古い環境にWrangler既定の d1_migrations が残っていることがあります。現在のSQL一覧と先頭から同じ順番で並んでいると 確認できる場合だけ yurucommu_migrations へ履歴をまとめます。途中の欠番、知らない名前、重複がある場合は、 先頭からSQLを再実行せず停止して調査してください。

更新前後に確認すること

  1. 管理ホスト経由かCloudflareへの直接導入かを確認し、管理画面や実行結果から 対象データベースを一意に特定する
  2. 使用する共通パッケージとSQL一式が、公開するWorkerと対応していることを 確認する
  3. 現在の適用履歴を読み、バックアップと隔離した復元先を用意する
  4. SQLを適用し、台帳と必要なテーブルを読み返す
  5. /readyzを確認し、ログイン、投稿、画像アップロード、 外部配送も試す

途中で失敗した場合は、原因が分からないまま同じSQLを繰り返し実行しません。 適用済みの範囲を確認し、用意した復元手順または追加修正で回復します。

バックアップと復旧

Takosumiのインストール履歴や構成情報のバックアップと、 Yurucommuの投稿やメディアを含むサービスデータのバックアップは別物です。 管理ホストを使う場合も、インストール履歴と構成情報を保存しただけでは YurucommuのSQLデータやオブジェクトを復元できません。

バックアップの作成方法、保持期間、復元先は、利用するホストやCloudflareの 運用手順に従います。データベースの書き出しファイルが存在するだけで、 復旧できると判断しないでください。

トラブルシューティング

Applyは成功したがテーブルがない

リソースの作成とSQLの適用は別工程です。管理ホストではApply後のSQL更新の 実行結果と対象データベースを確認します。Cloudflareでは Workerを公開しただけでSQL適用済みとは判断せず、 yurucommu_migrations を確認してください。

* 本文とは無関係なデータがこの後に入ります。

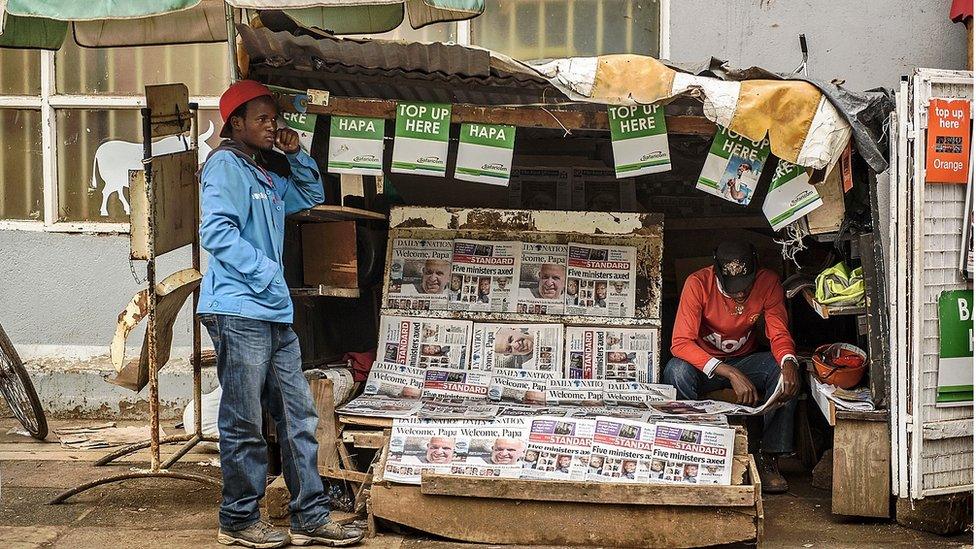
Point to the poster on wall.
(485, 153)
(420, 144)
(947, 145)
(955, 349)
(640, 140)
(356, 145)
(790, 197)
(733, 166)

「すでに存在する」エラーやSQL適用履歴の不一致が出る

yurucommu_migrations と、存在する場合は d1_migrations の両方を読みます。未知の行、重複、途中の欠番があれば自動で埋めず、 使用中の共通パッケージと既存スキーマを照合してください。

/readyzが503になる

応答本文の statusmissingBindings を確認します。まず DBKVAPP_URLENCRYPTION_KEY、認証方法を確認し、DBへの接続はあるのに クエリが失敗する場合は、SQL適用履歴とWorkerが利用する共通パッケージの版を 照合します。

画像だけ保存できない

SQLではなく MEDIA の接続先と権限を確認します。CloudflareではR2、管理ホストでは オブジェクトストレージがこの役割です。DBの復旧後にメディアが欠ける場合も、 同じ接続先とオブジェクトストレージ側の復元結果を確認してください。

投稿は保存できるが外部へ届かない

DELIVERY_QUEUEDELIVERY_DLQ、 それぞれのキューを処理するWorker、最後の失敗理由を確認します。 SQLデータベースが正常でも、キューの接続や処理が止まっていれば 外部配送は進みません。

接続名とデプロイ経路の詳細は デプロイ、 Cloudflareの設定は Cloudflare設定 を参照してください。